Unlike the lager-style beers brewed by their neighbors to the east in Germany and the ales that were more popular in England, the Belgians would blend different fruit flavors in with their beer for a more tart, less hoppy beer.
“It’s a type of brewing that has the most magic left in it,” said Casey, who has trained and worked professionally for 10 years in large breweries such as Coors and Anheuser Busch before striking out on his own.
“When you make these types of beers, there are a lot of unknowns, and every barrel is a little bit different,” he said. “They take a long time to age, and the transformation during that time is the miracle.”
The key is in the aging. Where most beers are brewed and bottled or sent to the tap within 10 to 20 days, Belgian-style Saisons are aged for anywhere from three to 12 months.
For Casey’s part, he reuses vintage oak barrels obtained from wineries. His blending cellar is filled with dozens of barrels of different sizes from wineries in California, with more on the way.
The wooden barrels allow for just enough oxidation that the yeast reacts in different ways. While wineries want the oak flavors when the barrels are new, Casey is looking for the interaction with the fermented wine flavors that remain in the barrels after most of that oaky flavor is gone.

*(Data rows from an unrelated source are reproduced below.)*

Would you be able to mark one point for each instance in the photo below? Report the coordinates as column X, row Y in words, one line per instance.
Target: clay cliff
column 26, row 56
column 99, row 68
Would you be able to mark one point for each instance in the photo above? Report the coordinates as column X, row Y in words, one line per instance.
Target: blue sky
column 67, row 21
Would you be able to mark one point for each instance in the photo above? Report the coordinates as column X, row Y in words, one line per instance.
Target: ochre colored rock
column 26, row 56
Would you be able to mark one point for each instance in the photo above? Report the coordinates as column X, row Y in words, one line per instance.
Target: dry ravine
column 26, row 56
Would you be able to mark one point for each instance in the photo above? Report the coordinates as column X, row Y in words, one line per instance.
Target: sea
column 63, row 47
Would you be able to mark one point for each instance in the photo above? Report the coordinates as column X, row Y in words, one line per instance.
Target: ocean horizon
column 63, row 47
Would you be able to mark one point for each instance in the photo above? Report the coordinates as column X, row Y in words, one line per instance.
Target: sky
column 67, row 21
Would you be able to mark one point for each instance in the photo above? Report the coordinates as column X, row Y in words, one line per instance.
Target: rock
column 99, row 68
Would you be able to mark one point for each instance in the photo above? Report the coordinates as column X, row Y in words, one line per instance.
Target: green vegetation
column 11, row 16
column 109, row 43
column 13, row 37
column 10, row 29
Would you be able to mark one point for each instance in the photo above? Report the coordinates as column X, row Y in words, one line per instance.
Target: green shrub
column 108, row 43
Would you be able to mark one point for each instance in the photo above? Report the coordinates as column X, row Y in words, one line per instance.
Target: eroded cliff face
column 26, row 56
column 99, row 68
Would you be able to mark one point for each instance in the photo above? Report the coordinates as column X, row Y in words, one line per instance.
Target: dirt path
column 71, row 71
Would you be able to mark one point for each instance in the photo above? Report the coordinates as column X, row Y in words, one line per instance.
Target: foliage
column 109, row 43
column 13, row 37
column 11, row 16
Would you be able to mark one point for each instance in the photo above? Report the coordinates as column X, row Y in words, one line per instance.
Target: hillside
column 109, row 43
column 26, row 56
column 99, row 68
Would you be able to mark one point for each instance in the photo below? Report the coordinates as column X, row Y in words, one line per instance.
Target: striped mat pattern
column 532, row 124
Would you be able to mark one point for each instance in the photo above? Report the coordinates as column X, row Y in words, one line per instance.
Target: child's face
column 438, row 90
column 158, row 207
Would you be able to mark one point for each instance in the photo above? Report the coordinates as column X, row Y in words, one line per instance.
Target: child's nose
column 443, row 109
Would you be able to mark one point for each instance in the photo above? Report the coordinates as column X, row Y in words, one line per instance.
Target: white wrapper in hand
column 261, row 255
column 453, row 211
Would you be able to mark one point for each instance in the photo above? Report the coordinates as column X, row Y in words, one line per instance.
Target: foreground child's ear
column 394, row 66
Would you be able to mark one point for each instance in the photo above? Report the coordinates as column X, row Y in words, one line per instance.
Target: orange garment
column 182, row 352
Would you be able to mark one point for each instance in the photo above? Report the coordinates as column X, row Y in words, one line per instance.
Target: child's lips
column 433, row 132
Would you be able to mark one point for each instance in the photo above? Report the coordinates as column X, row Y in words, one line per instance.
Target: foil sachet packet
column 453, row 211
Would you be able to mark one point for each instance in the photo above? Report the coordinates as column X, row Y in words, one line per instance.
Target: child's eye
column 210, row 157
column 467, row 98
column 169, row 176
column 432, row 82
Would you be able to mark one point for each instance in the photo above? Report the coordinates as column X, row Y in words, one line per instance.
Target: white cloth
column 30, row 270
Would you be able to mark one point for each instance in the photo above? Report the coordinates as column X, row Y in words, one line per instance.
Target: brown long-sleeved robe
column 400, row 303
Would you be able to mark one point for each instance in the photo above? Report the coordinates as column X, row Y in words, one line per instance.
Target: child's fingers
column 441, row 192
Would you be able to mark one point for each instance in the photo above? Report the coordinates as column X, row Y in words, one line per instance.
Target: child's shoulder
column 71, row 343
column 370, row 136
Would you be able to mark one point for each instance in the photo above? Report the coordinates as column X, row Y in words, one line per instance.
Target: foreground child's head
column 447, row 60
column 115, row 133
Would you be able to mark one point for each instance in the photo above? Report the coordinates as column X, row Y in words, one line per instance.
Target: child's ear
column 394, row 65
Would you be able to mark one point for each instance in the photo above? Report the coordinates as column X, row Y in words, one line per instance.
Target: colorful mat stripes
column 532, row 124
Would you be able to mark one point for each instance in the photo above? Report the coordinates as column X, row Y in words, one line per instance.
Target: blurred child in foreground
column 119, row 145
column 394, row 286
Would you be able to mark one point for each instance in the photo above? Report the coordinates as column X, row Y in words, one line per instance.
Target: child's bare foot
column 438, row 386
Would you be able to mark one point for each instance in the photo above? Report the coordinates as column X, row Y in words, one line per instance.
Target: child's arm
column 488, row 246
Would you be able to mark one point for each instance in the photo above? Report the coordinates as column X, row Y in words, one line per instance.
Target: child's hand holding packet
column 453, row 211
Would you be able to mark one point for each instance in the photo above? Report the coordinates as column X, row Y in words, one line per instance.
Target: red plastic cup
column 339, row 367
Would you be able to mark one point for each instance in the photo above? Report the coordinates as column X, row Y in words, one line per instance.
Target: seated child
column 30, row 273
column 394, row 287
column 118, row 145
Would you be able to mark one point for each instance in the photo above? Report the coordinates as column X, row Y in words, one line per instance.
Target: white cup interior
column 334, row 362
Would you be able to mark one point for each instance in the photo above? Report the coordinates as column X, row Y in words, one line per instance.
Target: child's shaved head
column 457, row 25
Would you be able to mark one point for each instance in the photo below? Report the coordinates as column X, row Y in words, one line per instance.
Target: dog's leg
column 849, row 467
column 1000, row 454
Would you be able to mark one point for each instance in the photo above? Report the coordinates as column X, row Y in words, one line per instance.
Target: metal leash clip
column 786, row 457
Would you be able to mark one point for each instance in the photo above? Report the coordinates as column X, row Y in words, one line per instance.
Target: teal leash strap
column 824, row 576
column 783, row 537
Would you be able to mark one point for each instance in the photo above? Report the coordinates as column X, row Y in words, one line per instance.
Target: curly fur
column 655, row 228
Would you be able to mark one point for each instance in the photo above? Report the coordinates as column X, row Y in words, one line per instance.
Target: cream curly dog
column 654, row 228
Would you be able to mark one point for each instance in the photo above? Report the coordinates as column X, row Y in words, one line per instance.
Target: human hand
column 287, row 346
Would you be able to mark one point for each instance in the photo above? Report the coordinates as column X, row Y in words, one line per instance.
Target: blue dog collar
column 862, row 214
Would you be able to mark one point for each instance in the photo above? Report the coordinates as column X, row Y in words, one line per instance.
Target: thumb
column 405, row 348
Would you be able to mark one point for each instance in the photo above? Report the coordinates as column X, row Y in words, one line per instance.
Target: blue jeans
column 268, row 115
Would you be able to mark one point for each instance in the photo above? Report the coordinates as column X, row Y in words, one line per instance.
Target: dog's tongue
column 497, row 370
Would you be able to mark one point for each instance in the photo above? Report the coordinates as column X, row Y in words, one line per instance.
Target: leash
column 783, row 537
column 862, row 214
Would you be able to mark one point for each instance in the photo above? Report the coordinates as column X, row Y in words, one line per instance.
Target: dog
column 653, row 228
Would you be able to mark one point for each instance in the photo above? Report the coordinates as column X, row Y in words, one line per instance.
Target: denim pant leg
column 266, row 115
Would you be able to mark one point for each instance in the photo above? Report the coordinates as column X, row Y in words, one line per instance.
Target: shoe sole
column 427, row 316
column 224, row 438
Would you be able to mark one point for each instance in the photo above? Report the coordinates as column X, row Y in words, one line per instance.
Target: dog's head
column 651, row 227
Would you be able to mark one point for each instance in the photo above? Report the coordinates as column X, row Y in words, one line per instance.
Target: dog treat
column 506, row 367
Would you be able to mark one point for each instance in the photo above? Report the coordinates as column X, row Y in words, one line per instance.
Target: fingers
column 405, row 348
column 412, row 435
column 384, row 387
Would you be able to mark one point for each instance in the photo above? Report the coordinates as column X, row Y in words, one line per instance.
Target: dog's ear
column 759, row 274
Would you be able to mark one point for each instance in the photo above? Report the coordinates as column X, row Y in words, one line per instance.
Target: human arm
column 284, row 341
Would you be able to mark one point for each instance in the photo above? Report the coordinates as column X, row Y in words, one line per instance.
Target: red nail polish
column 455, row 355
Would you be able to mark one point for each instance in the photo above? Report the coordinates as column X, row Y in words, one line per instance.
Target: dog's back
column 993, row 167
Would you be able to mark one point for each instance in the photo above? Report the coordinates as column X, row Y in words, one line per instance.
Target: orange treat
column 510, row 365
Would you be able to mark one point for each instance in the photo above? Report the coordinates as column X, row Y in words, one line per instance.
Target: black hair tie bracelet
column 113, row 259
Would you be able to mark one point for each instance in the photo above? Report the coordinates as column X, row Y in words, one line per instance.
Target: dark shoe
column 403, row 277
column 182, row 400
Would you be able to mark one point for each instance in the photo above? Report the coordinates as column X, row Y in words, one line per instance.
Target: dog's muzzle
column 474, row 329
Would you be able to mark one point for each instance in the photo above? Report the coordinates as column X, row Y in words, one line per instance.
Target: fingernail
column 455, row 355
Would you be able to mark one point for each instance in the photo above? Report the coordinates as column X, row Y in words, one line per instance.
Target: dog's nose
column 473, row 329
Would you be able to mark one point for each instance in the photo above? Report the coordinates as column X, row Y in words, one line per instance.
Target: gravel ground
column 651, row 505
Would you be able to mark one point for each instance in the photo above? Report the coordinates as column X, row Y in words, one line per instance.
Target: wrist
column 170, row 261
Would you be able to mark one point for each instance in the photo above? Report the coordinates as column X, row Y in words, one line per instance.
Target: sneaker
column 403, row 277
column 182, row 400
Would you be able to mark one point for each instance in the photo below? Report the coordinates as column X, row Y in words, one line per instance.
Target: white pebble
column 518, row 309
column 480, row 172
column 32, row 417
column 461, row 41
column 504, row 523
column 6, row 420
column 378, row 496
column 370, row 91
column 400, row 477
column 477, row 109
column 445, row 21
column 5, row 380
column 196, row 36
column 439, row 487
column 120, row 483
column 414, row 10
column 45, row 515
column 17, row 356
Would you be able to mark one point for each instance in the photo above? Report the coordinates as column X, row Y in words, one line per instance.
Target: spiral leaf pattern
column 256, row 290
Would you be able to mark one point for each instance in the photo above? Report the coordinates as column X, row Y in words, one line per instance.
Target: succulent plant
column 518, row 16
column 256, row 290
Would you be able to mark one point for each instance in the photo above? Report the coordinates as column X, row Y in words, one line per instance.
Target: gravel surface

“I also thought I would experiment with some whiskey barrels to see what different flavors I get from those,” he said of future plans.
Not only is the oak barrel aging beneficial to the process, “They’re a lot more romantic than stainless steel barrels,” Casey said.
Casey moved to the Roaring Fork Valley last year with his fiancee, Emily Dreman, who took a job at Whole Foods in Basalt.
“Both of us fell in love with the valley, and I was ready for a change from my job at Coors,” said Casey, who went to the University of Colorado at Colorado Springs and obtained his master’s degree in brewing from University of California-Davis.
He got his start at Bristol Brewing in Colorado Springs, and is a second-generation brewmaster. His father, Greg Casey, recently retired from Coors Brewing Co.
The next tasting event at the barrel cellar will be Saturday, Sept. 6, and every first Saturday after that until early spring when Casey said he may expand the offerings. His brews are also available at Cooper Street Wine and Spirits in Glenwood Springs, and at Four Dogs Liquors in Basalt, next to Whole Foods.
Casey and Dreman are planning to get married this fall, and their honeymoon will take them back to Belgium where they’ve visited before, and probably a little more firsthand taste of the Old World brewing styles.
Future Casey Brewing releases are to include versions of Saison blended with fresh Western Slope fruits, such as sweet and sour cherries, peaches, plums and blackberries.